Kasus Posisi dan Dakwaan Penuntut Umum
Secara garis besarnya, Kambanda
dituduh melakukan kejahatan-kejahatan
serius terhadap HAM sebagai berikut:
1) Kambanda adalah PM ad interim
Rwanda sejak 8 April sampai dengan 17 Juli 1997. Ia bertanggung jawab atas
segala kondisi keamanan di Rwanda pada saat menjabat jabatan tersebut. Dalam
sidang-sidang kabinet seringkali disinggung persoalan perang sipil dan genosida
yang terjadi di Rwanda namun Kambanda tidak melakukan upaya untuk
menghentikannya;
2) Kambanda yang didukung Kepala Staf Angkatan Bersenjata Rwanda menyetujui
perlawanan terhadap Front Patriotisme Rwanda yang diklaim sebagai organisasi
suku Tutsi dan kelompok Hutu Moderat. Dalam pada itu pada tanggal 6 April 1994
Kambanda yang didukung oleh suku Hutu dan Angkatan Bersenjata Rwanda melakukan
latihan militer sebagai persiapan dalam rangka pembunuhan besar-besaran di
Rwanda.
3) Pada tanggal 21 Juni 1994, Kambanda memberi dukungan secara terbuka
untuk melakukan pengejaran dan pembunuhan suku Tutsi dan kelompok moderat Hutu;
4) Kambanda terus mmeberikan dukungan terbuka bagi pembantaian suku Tutsi
dan kelompok Moderat Hutu dalam banyak kesempatan sepanjang tahun 1994;
5) Kambanda tidak melakukan upaya pencegahan dan tidak pula melakukan
tindakan korektif dengan mengajukan mereka yang bertanggung jawab atas
kejahatan berta terhadap HAM yang terjadi di Rwanda untuk diadili menurut hukum
yang berlaku.[15]
Berdasarkan kasus-kasus tersebut,
Penuntut Umum yang terdiri dari Carla Del Ponte, Solomon LOH, Norman Farrell,
Morris Anyah, Mathias Marcussen mendakwa Kambanda dengan 6 dakwaan secara
kumulatif, yaitu:
1) Melanggar Pasal 2 ayat (3) huruf a juncto
Pasal 6 ayat (1) dan ayat (3) juncto Pasal
22 dan Pasal 23 Statuta ICTR;
2) Melanggar Pasal 2 ayat (3) huruf b juncto
Pasal 6 ayat (1) dan ayat (3) juncto Pasal
22 dan Pasal 23 Statuta ICTR;
3) Melanggar Pasal 2c ayat (3) huruf c
juncto Pasal 6 ayat (1) dan
ayat (3) juncto Pasal 22 dan Pasal 23
Statuta ICTR;
4) Melanggar Pasal 2 ayat (3) huruf e
juncto Pasal 6 ayat (1) dan
ayat (3) juncto Pasal 22 dan Pasal 23
Statuta ICTR;
5) Melanggar Pasal 3 huruf a juncto
Pasal 6 ayat (1) dan ayat (3) juncto
Pasal 22 dan Pasal 23 Statuta ICTR; dan
6) Melanggar Pasal 3 huruf b juncto
Pasal 6 ayat (1) dan ayat (3) juncto
Pasal 22 dan Pasal 23 Statuta ICTR.[16]
Sanggahan Terdakwa
Yang menarik dari kasus ini dan membedakannya dengan kasus-kasu lainnya
ialah terdakwa Jean Kambanda tidak memberikan sanggahan atas kejahatan-kejahatan
serius terhadap HAM yang dituduhkan kepadanya. Sebaliknya, ia memberikan
pengakuan atas semua perbuatan dan pasal-pasal yang didakwakan kepadanya.[17]

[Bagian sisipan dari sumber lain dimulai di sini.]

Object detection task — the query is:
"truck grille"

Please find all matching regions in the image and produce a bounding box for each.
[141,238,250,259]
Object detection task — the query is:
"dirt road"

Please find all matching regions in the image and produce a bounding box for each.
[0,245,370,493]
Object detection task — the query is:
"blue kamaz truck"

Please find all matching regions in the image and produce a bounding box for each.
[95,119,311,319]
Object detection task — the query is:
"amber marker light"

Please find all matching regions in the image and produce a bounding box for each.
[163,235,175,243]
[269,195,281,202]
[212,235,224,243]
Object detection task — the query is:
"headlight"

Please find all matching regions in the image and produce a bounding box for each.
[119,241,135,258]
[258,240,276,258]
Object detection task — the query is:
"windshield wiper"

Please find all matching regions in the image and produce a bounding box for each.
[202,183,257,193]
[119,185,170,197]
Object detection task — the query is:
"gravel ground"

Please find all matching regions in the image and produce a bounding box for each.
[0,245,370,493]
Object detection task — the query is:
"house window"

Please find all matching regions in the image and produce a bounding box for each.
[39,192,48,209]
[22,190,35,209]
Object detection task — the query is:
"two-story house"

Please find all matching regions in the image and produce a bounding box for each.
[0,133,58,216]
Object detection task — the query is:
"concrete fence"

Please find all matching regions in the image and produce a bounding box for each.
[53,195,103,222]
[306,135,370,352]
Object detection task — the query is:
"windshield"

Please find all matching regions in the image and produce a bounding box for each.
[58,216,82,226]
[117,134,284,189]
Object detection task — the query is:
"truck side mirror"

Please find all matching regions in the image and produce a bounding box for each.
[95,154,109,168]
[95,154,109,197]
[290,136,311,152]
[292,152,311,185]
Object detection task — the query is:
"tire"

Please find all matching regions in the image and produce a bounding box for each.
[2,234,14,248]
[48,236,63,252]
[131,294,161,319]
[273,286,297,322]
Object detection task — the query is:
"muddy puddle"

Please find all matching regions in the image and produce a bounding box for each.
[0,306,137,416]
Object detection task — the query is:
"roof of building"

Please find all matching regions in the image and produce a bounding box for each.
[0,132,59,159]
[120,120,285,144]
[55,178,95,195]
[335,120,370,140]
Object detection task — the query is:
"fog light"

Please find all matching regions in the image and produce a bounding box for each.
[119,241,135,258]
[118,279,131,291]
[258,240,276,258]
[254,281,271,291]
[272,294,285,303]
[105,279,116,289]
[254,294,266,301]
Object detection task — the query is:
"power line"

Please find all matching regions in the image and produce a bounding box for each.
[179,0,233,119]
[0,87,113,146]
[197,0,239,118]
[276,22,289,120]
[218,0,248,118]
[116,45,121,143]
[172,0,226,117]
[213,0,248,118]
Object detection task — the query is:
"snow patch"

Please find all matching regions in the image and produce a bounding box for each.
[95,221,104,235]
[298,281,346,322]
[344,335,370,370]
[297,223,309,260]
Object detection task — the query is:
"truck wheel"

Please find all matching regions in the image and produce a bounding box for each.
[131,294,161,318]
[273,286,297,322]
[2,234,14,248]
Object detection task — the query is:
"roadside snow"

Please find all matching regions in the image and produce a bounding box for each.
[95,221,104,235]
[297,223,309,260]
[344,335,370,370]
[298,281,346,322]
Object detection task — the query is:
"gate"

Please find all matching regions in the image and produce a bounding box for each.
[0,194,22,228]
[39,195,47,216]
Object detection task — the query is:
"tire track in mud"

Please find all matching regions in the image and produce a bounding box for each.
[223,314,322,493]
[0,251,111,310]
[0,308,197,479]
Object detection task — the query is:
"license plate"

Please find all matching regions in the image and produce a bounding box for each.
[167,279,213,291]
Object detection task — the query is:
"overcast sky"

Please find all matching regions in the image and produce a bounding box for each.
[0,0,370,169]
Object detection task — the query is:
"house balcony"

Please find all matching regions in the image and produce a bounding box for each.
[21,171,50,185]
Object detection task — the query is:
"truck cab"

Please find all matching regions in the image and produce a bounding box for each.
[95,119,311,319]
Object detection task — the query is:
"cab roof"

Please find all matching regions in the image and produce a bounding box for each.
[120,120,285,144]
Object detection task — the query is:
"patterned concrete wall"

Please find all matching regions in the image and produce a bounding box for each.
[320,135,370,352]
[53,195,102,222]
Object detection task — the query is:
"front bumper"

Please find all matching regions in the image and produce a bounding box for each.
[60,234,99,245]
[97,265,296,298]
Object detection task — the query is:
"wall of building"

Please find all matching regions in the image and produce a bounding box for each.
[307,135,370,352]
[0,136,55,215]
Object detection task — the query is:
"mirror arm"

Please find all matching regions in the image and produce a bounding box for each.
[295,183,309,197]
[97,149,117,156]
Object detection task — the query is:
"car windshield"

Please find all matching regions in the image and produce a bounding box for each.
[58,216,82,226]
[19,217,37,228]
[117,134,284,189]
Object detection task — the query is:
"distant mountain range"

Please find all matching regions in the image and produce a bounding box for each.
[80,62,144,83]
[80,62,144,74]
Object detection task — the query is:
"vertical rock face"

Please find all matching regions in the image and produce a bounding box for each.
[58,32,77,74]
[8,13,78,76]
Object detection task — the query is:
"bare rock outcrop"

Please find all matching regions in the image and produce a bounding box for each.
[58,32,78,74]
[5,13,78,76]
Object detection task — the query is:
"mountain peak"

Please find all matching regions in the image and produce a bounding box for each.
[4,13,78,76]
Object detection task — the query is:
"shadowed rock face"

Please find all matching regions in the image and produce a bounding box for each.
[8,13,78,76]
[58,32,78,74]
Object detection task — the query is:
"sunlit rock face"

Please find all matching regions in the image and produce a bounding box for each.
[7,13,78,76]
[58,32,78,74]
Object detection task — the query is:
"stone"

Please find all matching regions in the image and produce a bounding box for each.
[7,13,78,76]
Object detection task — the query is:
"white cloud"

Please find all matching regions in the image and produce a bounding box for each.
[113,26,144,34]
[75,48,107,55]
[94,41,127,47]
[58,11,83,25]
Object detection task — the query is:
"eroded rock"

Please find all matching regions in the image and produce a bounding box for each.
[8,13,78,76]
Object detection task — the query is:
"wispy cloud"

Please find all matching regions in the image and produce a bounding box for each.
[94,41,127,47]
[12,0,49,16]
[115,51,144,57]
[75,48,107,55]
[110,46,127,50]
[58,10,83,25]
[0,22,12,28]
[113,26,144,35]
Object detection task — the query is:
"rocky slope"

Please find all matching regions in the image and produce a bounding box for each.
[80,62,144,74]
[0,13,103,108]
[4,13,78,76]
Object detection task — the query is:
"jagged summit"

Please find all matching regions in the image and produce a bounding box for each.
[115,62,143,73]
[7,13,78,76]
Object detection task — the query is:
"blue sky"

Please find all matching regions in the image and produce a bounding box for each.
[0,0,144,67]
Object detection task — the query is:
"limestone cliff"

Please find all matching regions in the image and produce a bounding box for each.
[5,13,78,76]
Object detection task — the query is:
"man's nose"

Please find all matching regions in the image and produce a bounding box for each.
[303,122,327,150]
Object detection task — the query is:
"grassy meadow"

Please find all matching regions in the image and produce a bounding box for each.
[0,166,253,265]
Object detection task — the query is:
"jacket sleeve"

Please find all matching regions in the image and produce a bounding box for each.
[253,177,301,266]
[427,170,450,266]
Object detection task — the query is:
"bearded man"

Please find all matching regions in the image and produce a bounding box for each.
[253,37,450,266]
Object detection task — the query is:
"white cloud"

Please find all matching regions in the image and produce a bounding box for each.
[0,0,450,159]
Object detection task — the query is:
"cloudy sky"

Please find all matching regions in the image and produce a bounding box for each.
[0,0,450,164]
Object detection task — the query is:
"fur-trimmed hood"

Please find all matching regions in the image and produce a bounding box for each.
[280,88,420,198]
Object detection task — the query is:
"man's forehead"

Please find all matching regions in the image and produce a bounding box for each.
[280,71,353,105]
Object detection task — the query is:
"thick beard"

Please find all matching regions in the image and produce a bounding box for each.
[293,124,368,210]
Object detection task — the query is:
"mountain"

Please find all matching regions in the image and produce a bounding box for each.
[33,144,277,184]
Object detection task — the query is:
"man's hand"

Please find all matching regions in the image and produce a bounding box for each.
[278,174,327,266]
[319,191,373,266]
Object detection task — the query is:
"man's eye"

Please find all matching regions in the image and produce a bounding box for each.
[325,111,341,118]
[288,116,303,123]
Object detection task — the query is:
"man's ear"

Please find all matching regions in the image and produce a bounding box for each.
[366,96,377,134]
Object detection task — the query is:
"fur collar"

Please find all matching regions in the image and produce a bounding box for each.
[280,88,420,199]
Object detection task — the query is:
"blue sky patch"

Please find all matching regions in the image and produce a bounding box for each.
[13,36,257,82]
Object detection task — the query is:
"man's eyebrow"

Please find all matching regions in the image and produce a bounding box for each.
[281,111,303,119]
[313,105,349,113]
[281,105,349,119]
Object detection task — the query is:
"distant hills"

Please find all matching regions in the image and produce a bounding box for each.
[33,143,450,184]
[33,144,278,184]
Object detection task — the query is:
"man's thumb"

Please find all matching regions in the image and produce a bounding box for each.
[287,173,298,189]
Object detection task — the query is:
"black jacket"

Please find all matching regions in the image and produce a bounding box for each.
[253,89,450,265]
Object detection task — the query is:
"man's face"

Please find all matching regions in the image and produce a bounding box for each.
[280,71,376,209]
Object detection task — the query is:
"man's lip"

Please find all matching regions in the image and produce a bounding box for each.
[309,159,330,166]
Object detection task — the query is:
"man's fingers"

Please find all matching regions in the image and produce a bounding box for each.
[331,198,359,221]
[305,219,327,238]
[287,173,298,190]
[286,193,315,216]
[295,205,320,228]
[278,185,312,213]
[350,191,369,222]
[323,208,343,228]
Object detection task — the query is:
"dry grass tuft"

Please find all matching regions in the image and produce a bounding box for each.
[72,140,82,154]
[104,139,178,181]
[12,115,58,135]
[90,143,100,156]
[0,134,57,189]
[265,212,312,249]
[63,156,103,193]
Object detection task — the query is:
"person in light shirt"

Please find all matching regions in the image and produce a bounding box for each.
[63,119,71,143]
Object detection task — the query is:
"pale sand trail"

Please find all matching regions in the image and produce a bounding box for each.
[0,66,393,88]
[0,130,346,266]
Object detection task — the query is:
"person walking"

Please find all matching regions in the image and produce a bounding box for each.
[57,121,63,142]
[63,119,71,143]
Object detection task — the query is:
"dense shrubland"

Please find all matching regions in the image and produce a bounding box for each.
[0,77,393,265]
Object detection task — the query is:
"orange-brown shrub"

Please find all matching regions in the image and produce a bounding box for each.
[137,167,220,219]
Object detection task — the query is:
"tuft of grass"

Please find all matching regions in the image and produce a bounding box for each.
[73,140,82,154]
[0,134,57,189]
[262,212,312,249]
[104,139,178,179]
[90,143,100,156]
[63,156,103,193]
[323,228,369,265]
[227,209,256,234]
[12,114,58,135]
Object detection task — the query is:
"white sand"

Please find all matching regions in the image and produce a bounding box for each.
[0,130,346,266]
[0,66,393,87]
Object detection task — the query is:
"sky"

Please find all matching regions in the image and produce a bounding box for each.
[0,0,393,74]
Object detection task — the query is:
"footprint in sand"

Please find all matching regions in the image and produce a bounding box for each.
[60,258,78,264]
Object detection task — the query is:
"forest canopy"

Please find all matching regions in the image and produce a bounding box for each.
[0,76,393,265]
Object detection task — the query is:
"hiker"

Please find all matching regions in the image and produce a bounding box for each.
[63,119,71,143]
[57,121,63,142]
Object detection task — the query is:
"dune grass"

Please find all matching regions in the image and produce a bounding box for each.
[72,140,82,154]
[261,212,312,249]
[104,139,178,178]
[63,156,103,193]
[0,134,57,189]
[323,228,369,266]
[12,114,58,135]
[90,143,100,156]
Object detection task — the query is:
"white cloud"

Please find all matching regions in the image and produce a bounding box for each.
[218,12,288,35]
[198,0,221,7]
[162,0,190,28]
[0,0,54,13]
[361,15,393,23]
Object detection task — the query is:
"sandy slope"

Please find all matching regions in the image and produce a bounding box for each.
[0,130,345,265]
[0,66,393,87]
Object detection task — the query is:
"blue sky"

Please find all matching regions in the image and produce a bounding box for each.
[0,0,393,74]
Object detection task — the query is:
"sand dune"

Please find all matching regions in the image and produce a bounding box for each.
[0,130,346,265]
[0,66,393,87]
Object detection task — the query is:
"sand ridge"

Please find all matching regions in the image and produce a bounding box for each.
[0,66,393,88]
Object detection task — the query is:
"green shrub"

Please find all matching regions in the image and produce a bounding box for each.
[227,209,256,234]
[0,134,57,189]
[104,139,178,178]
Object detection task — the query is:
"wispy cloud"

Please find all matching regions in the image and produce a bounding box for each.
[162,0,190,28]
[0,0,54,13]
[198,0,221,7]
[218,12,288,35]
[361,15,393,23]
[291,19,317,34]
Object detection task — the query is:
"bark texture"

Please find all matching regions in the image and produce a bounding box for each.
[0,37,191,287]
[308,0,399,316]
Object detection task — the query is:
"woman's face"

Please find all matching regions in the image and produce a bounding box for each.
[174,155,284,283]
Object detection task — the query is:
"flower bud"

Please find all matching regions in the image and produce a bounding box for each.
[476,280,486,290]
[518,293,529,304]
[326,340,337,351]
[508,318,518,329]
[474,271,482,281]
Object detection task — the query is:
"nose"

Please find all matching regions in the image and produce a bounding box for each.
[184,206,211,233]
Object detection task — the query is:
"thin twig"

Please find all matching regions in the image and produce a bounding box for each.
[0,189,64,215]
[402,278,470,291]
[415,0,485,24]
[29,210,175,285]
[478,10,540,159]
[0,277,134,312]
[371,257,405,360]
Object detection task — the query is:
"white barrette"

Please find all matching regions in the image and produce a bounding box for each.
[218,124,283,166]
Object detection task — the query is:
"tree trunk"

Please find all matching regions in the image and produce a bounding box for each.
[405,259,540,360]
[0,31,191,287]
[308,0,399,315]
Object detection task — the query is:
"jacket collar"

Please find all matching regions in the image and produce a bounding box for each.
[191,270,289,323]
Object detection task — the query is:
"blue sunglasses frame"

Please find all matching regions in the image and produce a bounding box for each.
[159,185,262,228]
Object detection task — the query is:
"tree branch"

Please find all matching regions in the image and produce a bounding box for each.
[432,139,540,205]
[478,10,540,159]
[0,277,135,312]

Pertimbangan Hakim dan Putusan
Pertimbangan hakim dalam kasus Jean Kambanda ini pada pokoknya adalah:
1) Kambanda adalah Perdana Menteri yang
memegang kekuasaan pemerintaha yang seharusnya menciptakan perdamaian dan
mencegah terjadinya genosida yang memakan korban lebih dari 500 ribu jiwa;
2) Kambanda mengakui bahwa pemerintahannya
telah menyalurkan senjata dan amunisi untuk menyerang suku Tutsi;
3) Kambanda mengakui telah melakukan
hasutan secara terbuka untuk menggerakan pembantaian terhadap sukuTutsi;
4) Penghasutan dan keterlibatan Kambanda
dalam konflik yang terjadi di Rwanda tergolong sebagai kejahatan serius
terhadap masyarakat internasional.[18]
Atas dasar pertimbangan-pertimbangan hukum diatas, Majelis Hakim pada trial chamber (tingkat pertama)
menjatuhkan pidana penjara seumur hidup terhadap Kambanda. Putusan trial chamber ini diajukan banding kepada appeal chamber oleh Kambanda. Appeal
chamber kemudian menjatuhkan putusan yang menguatkan putusan trial chamber, yakni dengan pidana
seumur hidup.[19]
Refleksi
Kritis
Oleh
karena ICTR ini memiliki banyak kemiripan dan keidentikan dengan ICTY, termasuk
dalam segi hukum materiil dan hukum formilnya, maka refleksi kritis yang
penulis berikan terhadap ICTY berlaku juga terhadap ICTR ini.
Hal yang
berbeda dari apa yang telah dikemukakan sebelumnya itu ialah ruang lingkup
kejahatan-kejahatan serius terhadap HAM yang diatur dalam statuta ICTR dan yang
senyatanya dipraktekan oleh ICTR tidak terbatas hanya dalam keadaan perang.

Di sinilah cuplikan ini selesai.